About
LLM Analysis Assistant captures request parameters and responses from OpenAI, Ollama, or other LLM APIs, providing real‑time log display, mock data support, and MCP client functionality for debugging and product market fit analysis.
Capabilities
Overview of the llm‑analysis‑assistant MCP Server
The llm‑analysis‑assistant server is a lightweight, asynchronous proxy that sits between an AI client (such as Claude) and any large‑model inference endpoint—whether it be Ollama, OpenAI, VLLM, or a custom service. By intercepting requests and responses in real time, it records the full set of parameters used to invoke the model and the exact payloads returned. This turns a black‑box interaction into a transparent, analyzable workflow, allowing developers to audit and understand the logic of their client code without modifying the client itself.
What problem does it solve?
Large‑model clients often encapsulate API calls, masking the request/response details and making it hard to debug or optimize usage. The server exposes a Model Context Protocol (MCP) interface that mirrors the OpenAI specification, enabling any MCP‑compliant assistant to tap into this proxy. Developers can therefore:
- Inspect every parameter sent (temperature, top‑p, max tokens, etc.) and the corresponding output.
- Compare behavior across different backends (Ollama vs. OpenAI) with a single, unified view.
- Identify inconsistencies in API support or mis‑configured arguments that lead to unexpected results.
Core capabilities
| Feature | Description |
|---|---|
| MCP client support | Handles stdio, SSE, and streamable HTTP calls natively. |
| Initialization detection | Automatically probes the target backend to determine its capabilities (e.g., which sampling options it supports). |
| Interface detection & logging | Detects whether the backend follows Ollama or OpenAI conventions and logs every interaction for later analysis. |
| Mocking | Can replace real responses with deterministic mock data, useful for testing or when the backend is unavailable. |
| Asynchronous architecture | Built on Uvicorn/ASGI with full async support, ensuring low latency even under heavy load. |
| Real‑time log UI | A web interface that refreshes logs live and allows breakpoint pauses for step‑by‑step debugging. |
| Socket‑based HTTP client | Uses Python sockets to send GET/POST requests and stream responses, giving fine‑grained control over network traffic. |
| Packaging | The entire Python package can be compiled into a standalone executable, simplifying deployment. |
Real‑world use cases
- Model debugging – Developers can see exactly why a model returns a particular answer, adjusting parameters on the fly.

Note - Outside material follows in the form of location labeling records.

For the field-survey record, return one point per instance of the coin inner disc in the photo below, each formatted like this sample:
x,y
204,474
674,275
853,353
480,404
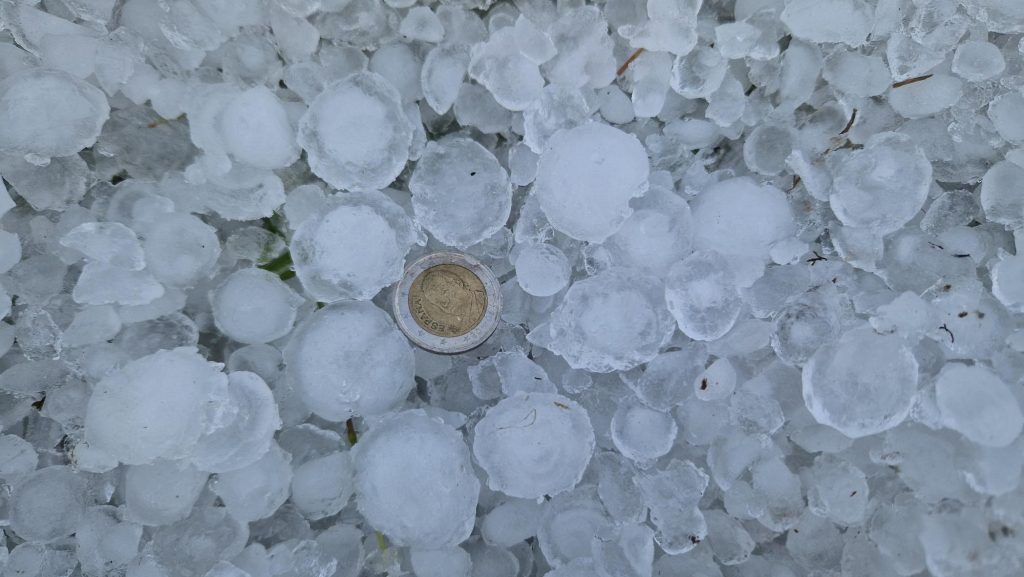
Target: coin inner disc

- Cross‑platform validation – Run the same prompt against Ollama, OpenAI, or VLLM and compare outputs side‑by‑side.
- Compliance & auditing – Store a complete audit trail of all model calls for regulatory or security reviews.
- Rapid prototyping – Mock responses allow front‑end teams to develop UI components before the backend is ready.

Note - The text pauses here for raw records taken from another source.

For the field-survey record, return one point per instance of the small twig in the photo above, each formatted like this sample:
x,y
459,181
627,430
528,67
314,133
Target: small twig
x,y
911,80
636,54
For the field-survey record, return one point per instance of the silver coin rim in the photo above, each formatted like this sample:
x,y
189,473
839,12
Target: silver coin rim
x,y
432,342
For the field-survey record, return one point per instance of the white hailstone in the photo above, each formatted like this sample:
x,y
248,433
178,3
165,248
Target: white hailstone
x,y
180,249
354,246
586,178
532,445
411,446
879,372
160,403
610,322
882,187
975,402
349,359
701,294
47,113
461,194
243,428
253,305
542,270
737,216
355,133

- Educational tooling – Instructors can demonstrate how different sampling settings affect output quality in a controlled environment.

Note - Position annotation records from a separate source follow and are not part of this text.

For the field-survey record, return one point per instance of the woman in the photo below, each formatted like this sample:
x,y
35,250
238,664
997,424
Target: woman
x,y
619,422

Integration with AI workflows
The server presents itself as an MCP endpoint, so any assistant that can issue standard OpenAI‑style requests (e.g., Claude’s ) can point to it instead of the real backend. The assistant then receives a fully compatible response, while the proxy logs everything behind the scenes. Because it supports SSE and streamable HTTP, real‑time streaming responses remain unchanged, preserving the user experience.
Unique advantages
- Zero client modification – Existing clients continue to work unchanged; the proxy simply intercepts traffic.
- Unified API surface – Regardless of whether you’re using Ollama, OpenAI, or another provider, the MCP interface remains consistent.
- Built‑in mocking – No external test harness needed; you can switch between real and fake data with a single flag.
- Minimal footprint – Powered by Uvicorn and uv, the server starts quickly and consumes little memory, making it suitable for local dev machines or lightweight cloud instances.
In summary, the llm‑analysis‑assistant MCP server turns opaque model interactions into a transparent, analyzable process. It empowers developers to debug, audit, and experiment with large‑model inference across multiple backends without altering their existing client code.